His name is commemorated in Mearnsia Merr. (= Metrosideros Banks ex Gaertner) (Myrtaceae), Mearnsia a swift from Mindanao and Mearnsella a genus of fishes from the same island. He was a member of the Linnaean Society of New York, a founder member of the American Ornithologists’ Union (in October 1883) and of the National Geographic Society. Colleagues stressed his pleasant personality, that he was never heard to criticise others and was much liked by other fellow officers and his men.

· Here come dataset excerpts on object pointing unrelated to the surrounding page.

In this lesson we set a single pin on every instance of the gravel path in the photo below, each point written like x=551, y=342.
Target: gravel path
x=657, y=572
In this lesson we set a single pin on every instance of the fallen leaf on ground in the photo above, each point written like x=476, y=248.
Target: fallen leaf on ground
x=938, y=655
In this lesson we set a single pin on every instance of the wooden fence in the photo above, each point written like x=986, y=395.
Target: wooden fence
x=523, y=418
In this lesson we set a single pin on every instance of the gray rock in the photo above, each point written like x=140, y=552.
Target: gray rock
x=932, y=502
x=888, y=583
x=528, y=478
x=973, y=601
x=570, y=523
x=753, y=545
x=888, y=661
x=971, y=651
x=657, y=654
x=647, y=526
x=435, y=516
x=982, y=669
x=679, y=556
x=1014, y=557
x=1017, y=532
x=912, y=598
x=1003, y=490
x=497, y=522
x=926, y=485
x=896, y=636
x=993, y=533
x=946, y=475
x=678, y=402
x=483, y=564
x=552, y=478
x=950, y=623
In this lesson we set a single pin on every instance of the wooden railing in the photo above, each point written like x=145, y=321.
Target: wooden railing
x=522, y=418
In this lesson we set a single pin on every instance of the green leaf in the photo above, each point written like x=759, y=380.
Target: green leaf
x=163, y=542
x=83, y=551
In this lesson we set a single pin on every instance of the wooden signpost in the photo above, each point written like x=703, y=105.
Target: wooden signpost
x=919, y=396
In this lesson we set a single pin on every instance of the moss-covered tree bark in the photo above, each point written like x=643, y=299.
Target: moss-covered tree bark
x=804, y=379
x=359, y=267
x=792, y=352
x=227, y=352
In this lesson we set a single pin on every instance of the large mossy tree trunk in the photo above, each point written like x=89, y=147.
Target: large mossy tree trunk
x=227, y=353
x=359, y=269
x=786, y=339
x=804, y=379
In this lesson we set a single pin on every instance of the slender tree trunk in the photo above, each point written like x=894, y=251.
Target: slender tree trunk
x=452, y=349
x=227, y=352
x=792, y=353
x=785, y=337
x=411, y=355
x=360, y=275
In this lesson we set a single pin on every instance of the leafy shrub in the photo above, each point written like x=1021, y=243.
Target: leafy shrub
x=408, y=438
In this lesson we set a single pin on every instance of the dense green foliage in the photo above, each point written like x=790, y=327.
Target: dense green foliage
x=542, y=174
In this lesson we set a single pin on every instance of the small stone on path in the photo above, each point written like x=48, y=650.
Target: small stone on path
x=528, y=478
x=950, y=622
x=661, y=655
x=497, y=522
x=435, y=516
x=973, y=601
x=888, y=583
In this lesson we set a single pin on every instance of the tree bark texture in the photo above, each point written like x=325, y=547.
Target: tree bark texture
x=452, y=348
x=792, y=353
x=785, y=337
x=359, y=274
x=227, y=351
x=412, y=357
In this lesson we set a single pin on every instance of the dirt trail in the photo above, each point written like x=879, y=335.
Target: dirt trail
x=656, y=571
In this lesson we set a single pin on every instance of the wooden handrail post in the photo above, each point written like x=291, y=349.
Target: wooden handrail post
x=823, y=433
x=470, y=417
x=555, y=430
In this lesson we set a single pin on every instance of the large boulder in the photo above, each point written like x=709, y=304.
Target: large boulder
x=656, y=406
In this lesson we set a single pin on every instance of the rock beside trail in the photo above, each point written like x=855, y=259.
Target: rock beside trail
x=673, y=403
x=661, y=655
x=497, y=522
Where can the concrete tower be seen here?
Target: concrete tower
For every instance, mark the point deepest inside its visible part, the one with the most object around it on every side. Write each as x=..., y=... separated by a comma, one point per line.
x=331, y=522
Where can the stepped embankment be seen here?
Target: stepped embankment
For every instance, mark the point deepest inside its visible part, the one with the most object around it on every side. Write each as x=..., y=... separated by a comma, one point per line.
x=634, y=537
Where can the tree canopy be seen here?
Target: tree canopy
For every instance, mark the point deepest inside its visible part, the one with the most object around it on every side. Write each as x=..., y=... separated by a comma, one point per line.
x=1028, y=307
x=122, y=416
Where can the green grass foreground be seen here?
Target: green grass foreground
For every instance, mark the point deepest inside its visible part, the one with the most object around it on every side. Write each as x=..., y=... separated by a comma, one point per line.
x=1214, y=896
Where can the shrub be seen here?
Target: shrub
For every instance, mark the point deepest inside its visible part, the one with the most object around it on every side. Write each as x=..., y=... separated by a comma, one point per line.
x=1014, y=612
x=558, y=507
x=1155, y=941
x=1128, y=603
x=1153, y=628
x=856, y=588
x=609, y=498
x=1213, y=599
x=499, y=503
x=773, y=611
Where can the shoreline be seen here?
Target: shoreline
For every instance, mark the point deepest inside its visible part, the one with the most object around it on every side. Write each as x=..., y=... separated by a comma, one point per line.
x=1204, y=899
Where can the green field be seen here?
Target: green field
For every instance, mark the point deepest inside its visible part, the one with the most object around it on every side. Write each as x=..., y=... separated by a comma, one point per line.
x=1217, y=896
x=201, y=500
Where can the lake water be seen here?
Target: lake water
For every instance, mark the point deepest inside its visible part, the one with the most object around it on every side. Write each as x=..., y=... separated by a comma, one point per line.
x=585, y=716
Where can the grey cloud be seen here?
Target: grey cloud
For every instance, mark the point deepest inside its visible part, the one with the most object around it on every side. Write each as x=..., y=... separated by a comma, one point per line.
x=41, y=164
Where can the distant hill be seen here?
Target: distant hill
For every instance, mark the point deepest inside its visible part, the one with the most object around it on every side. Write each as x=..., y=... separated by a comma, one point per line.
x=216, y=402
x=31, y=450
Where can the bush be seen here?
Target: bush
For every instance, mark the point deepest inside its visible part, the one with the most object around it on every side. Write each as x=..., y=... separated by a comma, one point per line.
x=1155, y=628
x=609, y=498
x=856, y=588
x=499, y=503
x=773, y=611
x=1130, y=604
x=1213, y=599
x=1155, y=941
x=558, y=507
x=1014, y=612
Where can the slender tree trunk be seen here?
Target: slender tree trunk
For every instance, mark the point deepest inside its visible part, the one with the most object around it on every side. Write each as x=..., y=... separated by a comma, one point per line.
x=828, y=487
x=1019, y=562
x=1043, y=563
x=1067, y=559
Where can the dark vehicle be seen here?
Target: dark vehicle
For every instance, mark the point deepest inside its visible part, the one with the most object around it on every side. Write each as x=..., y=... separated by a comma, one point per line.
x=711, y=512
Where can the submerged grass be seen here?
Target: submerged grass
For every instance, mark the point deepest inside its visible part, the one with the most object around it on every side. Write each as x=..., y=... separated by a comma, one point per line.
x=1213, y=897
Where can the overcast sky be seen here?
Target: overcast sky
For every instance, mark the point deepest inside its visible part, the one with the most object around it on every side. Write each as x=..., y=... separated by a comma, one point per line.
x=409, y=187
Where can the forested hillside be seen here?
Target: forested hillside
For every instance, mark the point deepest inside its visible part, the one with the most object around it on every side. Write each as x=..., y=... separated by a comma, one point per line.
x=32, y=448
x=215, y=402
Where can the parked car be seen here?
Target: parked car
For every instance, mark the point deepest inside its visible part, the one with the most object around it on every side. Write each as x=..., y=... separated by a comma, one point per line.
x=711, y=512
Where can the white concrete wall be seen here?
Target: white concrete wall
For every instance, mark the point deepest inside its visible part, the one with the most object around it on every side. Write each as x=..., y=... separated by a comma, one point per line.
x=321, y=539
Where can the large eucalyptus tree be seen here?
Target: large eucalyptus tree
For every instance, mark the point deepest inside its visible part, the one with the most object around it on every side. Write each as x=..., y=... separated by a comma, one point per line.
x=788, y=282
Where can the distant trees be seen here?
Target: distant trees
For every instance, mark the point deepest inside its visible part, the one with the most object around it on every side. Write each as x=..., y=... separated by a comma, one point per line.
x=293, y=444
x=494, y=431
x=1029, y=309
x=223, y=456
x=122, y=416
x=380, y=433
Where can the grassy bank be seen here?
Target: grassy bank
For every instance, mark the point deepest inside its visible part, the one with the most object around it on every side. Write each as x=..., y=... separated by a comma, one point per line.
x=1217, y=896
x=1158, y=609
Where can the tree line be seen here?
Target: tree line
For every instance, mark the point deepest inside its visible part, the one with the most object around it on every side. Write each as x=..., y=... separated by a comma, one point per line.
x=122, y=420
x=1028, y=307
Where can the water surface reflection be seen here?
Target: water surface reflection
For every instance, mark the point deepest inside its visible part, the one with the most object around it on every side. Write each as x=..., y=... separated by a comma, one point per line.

Once again I am indebted to Carol Gokce of the British Museum (Nat. Hist.) Library for leading me to sources of information I would never have otherwise discovered.

 

List of molluscs described from material collected by Edgar Alexander Mearns in Kenya

Buliminus mearnsii Dall, 1910.   Kenya, southern part of N’Guaso (= Eusso) Nyiro (USNM 214 299, syntypes).
Cerastua bambuseti (von Mts.).
Buliminus roosevelti Dall, 1910.   Kenya,Mt Kenia (= Kenya), 2400–3150m. (USNM 214300, syntypes (also material at Berlin, British Museum (Natural History), Hebrew University Jerusalem, National Museum Nairobi)).
Cerastua roosevelti (Dall).
Limicolaria catharia Dall, 1910.   Uganda Railway, Kapiti Plains * [= Kenya, Machakos/Masai Districts, c 1° 40’ S., 37° 00’ E] (USNM 214301 syntypes).
Limicolaria martensiana catharia Dall.
* These are the plains which straddle the railway near Stony Athi before reaching the Athi Plains further west.

 

References

Anon,, 1917.   Am. Mus J. 17: 78 (in Museum Notes)
Brodhead, M.J., 1991.   Of mice and mastodons: contributions to the literature of mammology by officers and men of the United States Army in the nineteenth century. Arch.nat Hist. 18 (3): 363–374.
Dall, W.H., 1910.   New landshells from Smithsonian African Expedition. Smithson. misc. Collns 56, No. 10: 3pp. (1910)
Hume, E.E., 1942.   Ornithologists of the United States Army Medical Corps. Chapter XX: 295–323. Baltimore.
Phillips, A.R., 1940.   Edgar Alexander Mearns (1856–1916). Pioneer Northern Arizona Naturalist.Plateau 13 (1): 1–5.
Richmond, C.W., 1918.   In memoriam: Edgar Alexander Mearns. Auk 35: 1–18. (Reprinted in Rep. Smithson. Instn. for 1917: 649–662 (1919).
Sclater, W.L., 1917.   Obituary. Edgar Alexander Mearns. Ibis 10th Ser. 5: 250–251.
* These are the plains which straddle the railway near Stony Athi before reaching the Athi Plains further west.